The news from the markets is dismal. Bills and loan payments come due. It is a frightening situation. Emotions are taut and frayed, ready to snap at the next bit of misfortune. It is easy to be preoccupied, worried, - even depressed.

That’s you. That’s your spouse. You’ve been through tough times before though not exactly like this. The stress is eating you up. What about the kids? How are they coping with your crisis?

Rand Conger, a sociologist and researcher at Iowa State University, shared some findings about youth and hard times in a rural setting. He sees two main ways children become more at risk for behavioral and emotional problems, school difficulties, and conflict with peers: parental conflict and parental depression.

Parental conflict. When parents quarrel and fight, children feel the stress and tension. Children are alarmed and frightened by the intensity of the anger and no foreseeable problem resolution. The security of the family is threatened.

Furthermore, the anger and frustration the parents have with each other spills over into the relationship with their children. They cannot switch easily from being angry and upset with their spouse one minute to being kind, loving and gentle with their child the next. The parents’ threshold for frustration is low. Conflicts arise when the parents’ stress reactions are introduced into the parent/child interactions. Children feel distressed when their own relationship with their parents has too much conflict.

Parental depression. When a parent is depressed, he or she loses their concentration and becomes preoccupied with worries and emotions. A depressed parent has less energy and isn’t as available to give timely attention to the normal ups and downs, stresses and strains of their children’s lives.

Children thrive on attention. Resilient children are good at seeking and enlisting the attention and help of at least one functional parent, relative or caring adult mentor. Parents need to pay attention to their children’s lives, thrill to their successes, be at their events, and comfort and counsel them when there are problems.
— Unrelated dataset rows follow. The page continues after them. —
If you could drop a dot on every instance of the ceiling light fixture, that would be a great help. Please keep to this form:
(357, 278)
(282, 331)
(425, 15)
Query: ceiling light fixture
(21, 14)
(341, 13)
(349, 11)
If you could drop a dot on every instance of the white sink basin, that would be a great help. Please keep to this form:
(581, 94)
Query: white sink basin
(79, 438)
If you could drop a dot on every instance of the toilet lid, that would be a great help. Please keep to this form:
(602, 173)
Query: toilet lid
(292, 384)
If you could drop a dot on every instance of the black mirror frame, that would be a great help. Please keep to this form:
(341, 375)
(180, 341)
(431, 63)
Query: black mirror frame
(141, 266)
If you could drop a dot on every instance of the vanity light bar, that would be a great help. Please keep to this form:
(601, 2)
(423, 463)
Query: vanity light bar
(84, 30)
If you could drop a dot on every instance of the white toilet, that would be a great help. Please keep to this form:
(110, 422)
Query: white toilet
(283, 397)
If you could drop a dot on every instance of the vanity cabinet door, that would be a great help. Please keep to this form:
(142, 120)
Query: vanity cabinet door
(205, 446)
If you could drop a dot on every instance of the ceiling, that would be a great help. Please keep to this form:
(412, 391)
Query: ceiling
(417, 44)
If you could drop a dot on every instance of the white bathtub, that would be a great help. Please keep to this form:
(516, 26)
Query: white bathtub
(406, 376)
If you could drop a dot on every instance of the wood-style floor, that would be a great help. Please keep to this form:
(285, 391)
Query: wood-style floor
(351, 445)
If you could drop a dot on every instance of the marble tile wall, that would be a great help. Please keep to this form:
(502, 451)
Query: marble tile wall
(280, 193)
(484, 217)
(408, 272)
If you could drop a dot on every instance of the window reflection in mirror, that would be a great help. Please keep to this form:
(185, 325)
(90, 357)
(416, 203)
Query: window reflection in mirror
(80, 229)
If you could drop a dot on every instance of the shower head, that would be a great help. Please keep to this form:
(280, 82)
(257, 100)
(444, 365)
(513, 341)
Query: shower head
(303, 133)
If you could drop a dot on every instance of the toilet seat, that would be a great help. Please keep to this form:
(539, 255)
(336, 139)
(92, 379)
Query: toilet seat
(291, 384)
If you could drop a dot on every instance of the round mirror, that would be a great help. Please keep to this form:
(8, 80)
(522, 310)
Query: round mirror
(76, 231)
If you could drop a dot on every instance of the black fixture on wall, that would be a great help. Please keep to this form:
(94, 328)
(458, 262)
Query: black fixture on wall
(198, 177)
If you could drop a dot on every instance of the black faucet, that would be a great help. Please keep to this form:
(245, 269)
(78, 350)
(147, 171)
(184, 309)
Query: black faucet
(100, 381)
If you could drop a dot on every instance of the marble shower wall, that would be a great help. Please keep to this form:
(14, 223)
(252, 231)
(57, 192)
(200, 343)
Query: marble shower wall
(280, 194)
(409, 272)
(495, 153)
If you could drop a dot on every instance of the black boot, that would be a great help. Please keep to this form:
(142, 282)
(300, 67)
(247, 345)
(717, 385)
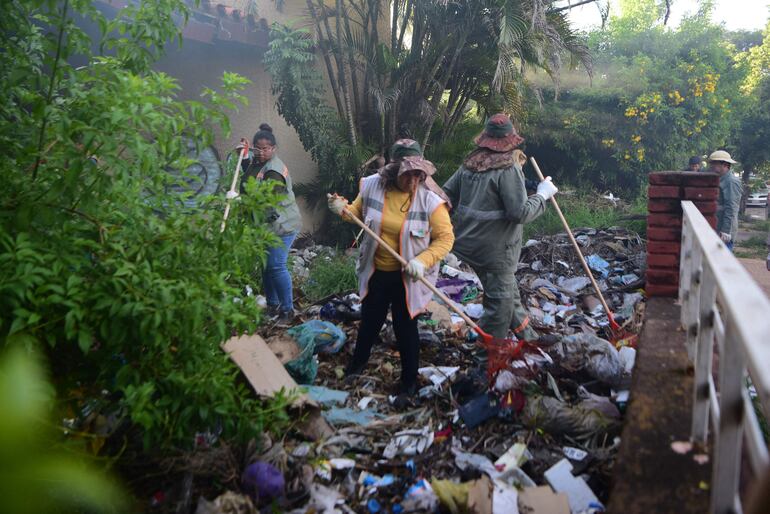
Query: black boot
(406, 396)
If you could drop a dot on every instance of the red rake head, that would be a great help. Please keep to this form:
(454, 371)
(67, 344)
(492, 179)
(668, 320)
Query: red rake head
(500, 353)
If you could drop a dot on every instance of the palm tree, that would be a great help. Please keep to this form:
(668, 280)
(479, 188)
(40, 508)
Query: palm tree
(439, 56)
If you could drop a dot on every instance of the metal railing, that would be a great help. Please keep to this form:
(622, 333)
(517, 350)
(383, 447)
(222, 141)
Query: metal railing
(722, 304)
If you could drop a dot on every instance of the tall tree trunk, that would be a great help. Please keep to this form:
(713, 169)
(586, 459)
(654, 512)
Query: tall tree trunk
(458, 112)
(341, 77)
(745, 195)
(436, 100)
(407, 13)
(353, 76)
(325, 52)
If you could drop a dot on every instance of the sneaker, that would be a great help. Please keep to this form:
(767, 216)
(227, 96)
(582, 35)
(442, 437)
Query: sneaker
(286, 317)
(353, 371)
(406, 397)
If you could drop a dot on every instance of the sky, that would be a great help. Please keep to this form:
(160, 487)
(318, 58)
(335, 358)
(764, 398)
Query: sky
(736, 14)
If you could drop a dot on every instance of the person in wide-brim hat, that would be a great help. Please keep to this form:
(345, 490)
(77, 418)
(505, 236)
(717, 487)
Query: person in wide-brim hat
(491, 209)
(398, 204)
(729, 200)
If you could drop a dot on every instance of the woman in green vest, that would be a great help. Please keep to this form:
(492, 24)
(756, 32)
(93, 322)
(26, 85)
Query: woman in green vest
(263, 164)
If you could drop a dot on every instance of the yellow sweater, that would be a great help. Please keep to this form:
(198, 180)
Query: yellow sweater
(394, 212)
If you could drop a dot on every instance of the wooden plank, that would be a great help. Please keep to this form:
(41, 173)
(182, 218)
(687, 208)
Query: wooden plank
(745, 305)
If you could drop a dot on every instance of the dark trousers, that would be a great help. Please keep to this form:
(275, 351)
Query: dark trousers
(386, 290)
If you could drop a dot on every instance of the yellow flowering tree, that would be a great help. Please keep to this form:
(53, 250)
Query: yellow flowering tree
(659, 96)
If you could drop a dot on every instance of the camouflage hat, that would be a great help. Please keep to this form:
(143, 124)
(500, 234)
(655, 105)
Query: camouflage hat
(404, 148)
(499, 134)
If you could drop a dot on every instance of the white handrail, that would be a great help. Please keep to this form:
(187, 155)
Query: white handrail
(721, 303)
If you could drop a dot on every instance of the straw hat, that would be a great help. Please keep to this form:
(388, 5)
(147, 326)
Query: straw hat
(721, 156)
(415, 162)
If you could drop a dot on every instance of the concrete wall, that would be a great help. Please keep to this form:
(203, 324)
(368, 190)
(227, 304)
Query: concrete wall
(197, 65)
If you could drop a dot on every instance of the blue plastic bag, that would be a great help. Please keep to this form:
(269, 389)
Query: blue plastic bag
(324, 336)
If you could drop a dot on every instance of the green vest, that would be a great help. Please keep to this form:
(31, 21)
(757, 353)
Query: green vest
(289, 220)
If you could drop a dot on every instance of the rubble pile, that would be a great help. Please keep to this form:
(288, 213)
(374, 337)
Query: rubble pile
(537, 436)
(558, 294)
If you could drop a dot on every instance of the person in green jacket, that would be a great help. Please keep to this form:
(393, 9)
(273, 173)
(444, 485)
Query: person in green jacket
(285, 221)
(490, 208)
(730, 191)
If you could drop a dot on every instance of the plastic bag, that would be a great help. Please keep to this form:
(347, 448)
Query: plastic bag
(304, 367)
(322, 335)
(582, 420)
(597, 356)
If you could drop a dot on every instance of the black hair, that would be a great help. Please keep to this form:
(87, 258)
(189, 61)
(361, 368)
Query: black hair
(265, 132)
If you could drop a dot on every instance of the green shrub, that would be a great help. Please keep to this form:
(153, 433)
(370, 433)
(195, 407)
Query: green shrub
(47, 476)
(330, 275)
(101, 261)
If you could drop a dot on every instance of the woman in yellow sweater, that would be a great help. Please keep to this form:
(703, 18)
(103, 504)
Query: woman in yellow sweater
(414, 221)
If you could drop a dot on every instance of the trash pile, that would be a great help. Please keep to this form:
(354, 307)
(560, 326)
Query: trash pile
(536, 436)
(558, 294)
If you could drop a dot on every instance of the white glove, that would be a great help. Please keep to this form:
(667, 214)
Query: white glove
(337, 204)
(546, 189)
(415, 268)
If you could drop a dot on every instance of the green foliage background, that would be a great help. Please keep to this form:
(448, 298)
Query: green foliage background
(659, 95)
(101, 264)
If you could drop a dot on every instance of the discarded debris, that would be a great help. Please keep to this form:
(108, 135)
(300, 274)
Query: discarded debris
(475, 438)
(580, 496)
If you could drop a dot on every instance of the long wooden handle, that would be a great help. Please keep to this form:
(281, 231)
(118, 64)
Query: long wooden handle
(232, 186)
(403, 262)
(576, 246)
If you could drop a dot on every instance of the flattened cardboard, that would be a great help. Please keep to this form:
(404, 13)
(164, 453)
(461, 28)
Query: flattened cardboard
(267, 376)
(542, 500)
(262, 368)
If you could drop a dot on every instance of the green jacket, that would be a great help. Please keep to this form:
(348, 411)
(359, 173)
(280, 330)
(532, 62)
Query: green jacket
(730, 191)
(286, 219)
(489, 210)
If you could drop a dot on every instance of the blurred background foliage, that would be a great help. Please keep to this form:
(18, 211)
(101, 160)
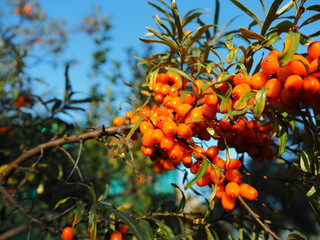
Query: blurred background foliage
(44, 185)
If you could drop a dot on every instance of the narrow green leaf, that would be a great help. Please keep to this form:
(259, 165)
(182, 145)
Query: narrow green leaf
(198, 33)
(247, 11)
(251, 34)
(61, 201)
(164, 229)
(307, 153)
(199, 175)
(290, 47)
(261, 98)
(311, 19)
(295, 236)
(272, 15)
(231, 56)
(183, 199)
(79, 213)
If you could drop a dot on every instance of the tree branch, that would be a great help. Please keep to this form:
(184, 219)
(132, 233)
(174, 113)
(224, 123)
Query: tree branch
(96, 134)
(255, 216)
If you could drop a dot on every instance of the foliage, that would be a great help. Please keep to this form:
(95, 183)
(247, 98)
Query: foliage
(99, 181)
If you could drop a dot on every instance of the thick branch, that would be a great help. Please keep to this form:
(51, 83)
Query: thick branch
(96, 134)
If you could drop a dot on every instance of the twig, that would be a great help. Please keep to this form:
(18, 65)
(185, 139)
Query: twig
(12, 232)
(255, 216)
(25, 212)
(59, 142)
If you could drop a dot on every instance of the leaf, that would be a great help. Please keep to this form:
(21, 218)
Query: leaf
(272, 15)
(248, 34)
(295, 236)
(307, 153)
(183, 199)
(290, 47)
(311, 19)
(247, 11)
(199, 32)
(261, 98)
(79, 213)
(199, 174)
(141, 231)
(61, 201)
(232, 55)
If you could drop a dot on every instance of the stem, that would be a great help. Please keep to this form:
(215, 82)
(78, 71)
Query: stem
(255, 216)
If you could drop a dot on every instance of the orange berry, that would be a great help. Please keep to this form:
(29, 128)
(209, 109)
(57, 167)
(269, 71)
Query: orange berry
(283, 73)
(310, 84)
(239, 78)
(116, 236)
(248, 191)
(67, 233)
(232, 189)
(184, 131)
(228, 203)
(299, 65)
(204, 181)
(314, 68)
(269, 65)
(233, 175)
(234, 163)
(167, 143)
(258, 80)
(314, 49)
(220, 190)
(239, 90)
(212, 152)
(274, 85)
(293, 84)
(211, 99)
(118, 121)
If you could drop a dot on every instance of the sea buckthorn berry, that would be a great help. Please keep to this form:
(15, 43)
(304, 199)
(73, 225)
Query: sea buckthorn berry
(118, 121)
(204, 181)
(147, 151)
(239, 90)
(156, 136)
(274, 86)
(211, 99)
(248, 191)
(232, 189)
(314, 49)
(184, 131)
(215, 175)
(67, 233)
(310, 84)
(189, 98)
(198, 152)
(167, 143)
(220, 190)
(239, 78)
(299, 65)
(209, 110)
(314, 68)
(233, 175)
(269, 65)
(169, 128)
(283, 73)
(228, 203)
(293, 84)
(258, 80)
(212, 152)
(234, 163)
(116, 236)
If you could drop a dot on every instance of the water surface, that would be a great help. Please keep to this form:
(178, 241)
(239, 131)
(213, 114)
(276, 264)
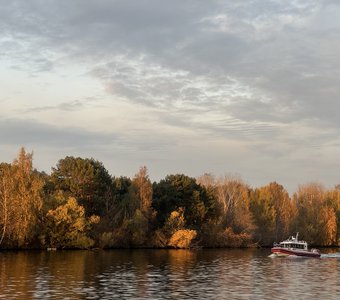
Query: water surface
(167, 274)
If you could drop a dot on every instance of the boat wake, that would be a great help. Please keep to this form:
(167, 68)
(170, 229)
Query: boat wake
(331, 255)
(328, 255)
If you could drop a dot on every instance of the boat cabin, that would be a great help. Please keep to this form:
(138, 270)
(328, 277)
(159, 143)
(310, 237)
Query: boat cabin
(293, 243)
Children, especially teens, need monitoring and supervision. Parents have to set boundaries, enforce family rules and consequences, and monitor their activities, whereabouts and friendships. This is hard enough under normal circumstances, but extremely hard when a parent is depressed.

Parenting during hard times. Parents need to be aware of that their children’s stress is strongly tied to their own stress reactions to the crisis. Also, parents need to monitor their own emotions, serve as sounding boards for each other and get control of their reactions. They can seek help for depression and anxiety. Parents need to first reach out and get the emotional support and guidance they need to cope – just like the airline instructions, "Place the oxygen mask over your own mouth first and then assist your children with theirs."

If parents are quarreling and fighting, they need to seek guidance for their marriage. Going through a crisis is hard enough but even more so when you aren’t getting along. Children watch and are affected by the marital conflict. If the parents aren’t operating as a team, they need to "fix" the team.

Talking to children about a farm or ranch crisis. During hard times, parents need to get away from their own troubles and spend more time listening to their children. First listen, then talk. Ask, "What’s life like on a farm (or ranch)?" Or better yet, ask, "What’s life like on this farm (or ranch)?" See how they respond. Children need an opportunity to express their fears and worries about what they see and feel.

If you hear something that bothers you, stay in the listening mode and draw them out completely before responding to their concerns. Besides your own example of coping responsibly yourself, being a caring listener is the biggest help you can give.

Next, be honest in describing the financial implications of the crisis for the family. Rand Conger says "brutally honest." Keep them appraised of the decisions and plans you have for dealing with it. Explain your moods, edginess, preoccupation and apologize for any unfairness due to your own stress reactions. Children can handle material losses OK if their family relationships are solid. By sharing your financial struggles with them, you enlist their active support, cooperation and contributions to the family’s well being.

Young people whose hearts were set on "taking over" someday need to verbalize their concerns about their dreams being in jeopardy. Oftentimes youth are more flexible in changing career focus and adapt well. It is the parents who need to figure out what is best for themselves and not carry undo guilt about what may or may not happen in their children’s future careers.

How schools and churches can help. As friends of rural children, caring adults can be aware and listen to them about their worries and concerns. Seek out and engage them by asking about their lives.

The farm crisis and its impact can be a topic of discussion in classrooms. This will normalize the problem for rural children suffering through it. Videotaped stories about the crisis or workbooks may also spur discussion. Schools can be mindful of expenses connected with extra-curricular activities as many rural families will be on tight budgets his coming year. Community recognition of the farm crisis and community-sponsored events related to it will help reduce the isolation rural children feel.